ある街の片隅に、静かに佇む「謎の公園」があった。
周囲の雑踏とは裏腹に、公園はひっそりとしていて、誰もがその存在を忘れがちだった。
公園には古い鳥籠があり、いつも小鳥たちが中に収められていた。
しかし、ある日を境に、小鳥たちは忽然と姿を消してしまった。
佐藤健太は、この公園の近くに住んでいた。
いつも通りの散歩がてら、公園のベンチに腰を下ろしていた彼は、不思議と心を惹かれるものを感じていた。
公園は静かだったが、どこか異様な空気が流れていた。
その日は午後の空が曇り、薄暗く、微かに風が吹いていた。
いつもは小鳥たちのさえずりが響いていたが、今はその声が聞こえなかった。
健太は、鳥籠を見つめた。
中は空っぽになっており、まるで小鳥たちがどこかへ消えたかのようだった。
健太は少し不安になりながらも、周囲を見回した。
しかし、公園には誰もいない。
急に不気味な感覚が押し寄せてきたが、その時、彼の目にふと映ったものがあった。
遠くの木の上に、何か黒い影が止まっている。
何羽もの鳥が、じっと健太を見下ろしていた。
彼は好奇心を抑えられず、近づいていくことにした。
近づくと、その鳥たちの目が異様に輝いていて、その瞬間、健太は何か違和感を感じた。
まるで、その視線の中に、彼の内面を探るような冷たい感情があったからだ。
「どうして、ここにいるんだ?」健太は思わずつぶやいた。
すると、その中の一羽がゆっくりと降りてきて、彼の目の前に立っていた。
体が小さく、羽の色は漆黒。
同じ黒の瞳を持つその鳥は、まるで彼の存在を意識しているかのように、静かに見つめていた。

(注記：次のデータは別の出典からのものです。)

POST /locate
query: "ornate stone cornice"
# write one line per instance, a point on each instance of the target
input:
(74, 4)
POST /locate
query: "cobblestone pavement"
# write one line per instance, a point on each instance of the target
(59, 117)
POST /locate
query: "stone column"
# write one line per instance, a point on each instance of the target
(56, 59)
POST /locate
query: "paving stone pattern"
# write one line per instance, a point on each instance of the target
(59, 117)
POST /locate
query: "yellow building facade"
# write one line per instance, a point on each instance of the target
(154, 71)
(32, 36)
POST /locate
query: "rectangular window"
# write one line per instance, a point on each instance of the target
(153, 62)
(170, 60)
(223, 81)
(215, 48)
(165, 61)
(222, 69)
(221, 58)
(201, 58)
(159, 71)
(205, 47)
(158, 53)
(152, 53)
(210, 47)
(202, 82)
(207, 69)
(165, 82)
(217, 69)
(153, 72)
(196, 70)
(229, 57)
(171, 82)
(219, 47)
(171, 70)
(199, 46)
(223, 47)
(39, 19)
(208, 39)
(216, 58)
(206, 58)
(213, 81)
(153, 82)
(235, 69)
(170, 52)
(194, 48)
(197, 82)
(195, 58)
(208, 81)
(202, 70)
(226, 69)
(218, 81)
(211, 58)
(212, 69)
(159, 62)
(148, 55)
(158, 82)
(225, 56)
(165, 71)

「君たちはどうして、消えてしまったのか?」健太の心の中に疑問が湧き起こる。
ただ、その魚のような冷たい目は、何も答えず、ただ彼を見つめ続けた。
健太は身動きが取れず、その場に立ち尽くすしかなかった。
その夜、健太は夢を見た。
夢の中で彼は、公園に立っていた。
そして、消えたはずの小鳥たちが、再び彼の周りに舞い降りてくる。
まるで彼を歓迎しているかのようだ。
しかし、その中の一羽が近づき、「私たちを忘れないで」と囁いた。
突然、健太の視界が暗くなり、白い霧が立ち込めてきた。
彼は急に恐怖を覚え、目を覚ました。
翌朝、健太は公園を訪れた。
やはり小鳥たちはいなかった。
そして、鳥籠の中には、何かが書かれていた。
「消えてはいけない、消えた者たちの声が私たちの中に宿っている。」その文字は、鳥の羽で描かれているようだった。
健太は、何か重い責任を感じた。
彼はその公園に何度も通うことにした。
小鳥たちの声を取り戻すために。
日々、健太は鳥籠の前で献花をし、小鳥たちの思いを心に留めるように努めた。
すると、彼は不思議なことに気づいた。
毎晩、夢の中で小鳥たちと共に飛び回る感覚が、だんだんと強くなってきた。
そしてある日、彼は夢の中で「私たちを忘れないで」という声を聞いた瞬間、目が醒めた。
彼は再び公園に足を運び、今度は「あなたたちを思い出す」と心の中で誓った。
その瞬間、鳥籠の中に小鳥たちの姿が現れ、彼に微笑んでいるかのように見えた。
しかし、彼は気づかなかった。
彼自身がその場にいても、実際には存在しないことに。
彼の姿が消え、徐々に彼の記憶が消え去っていくのだった。
数年後、街の人々は謎の公園の鳥籠を見かけなくなり、誰もその存在を思い出さないようになった。
健太の姿も消え、公園はすっかり忘れ去られたのだった。
消えるべきものが消え、そして新たに訪れる者もいなくなった街の一角には、ただ静けさだけが残っていた。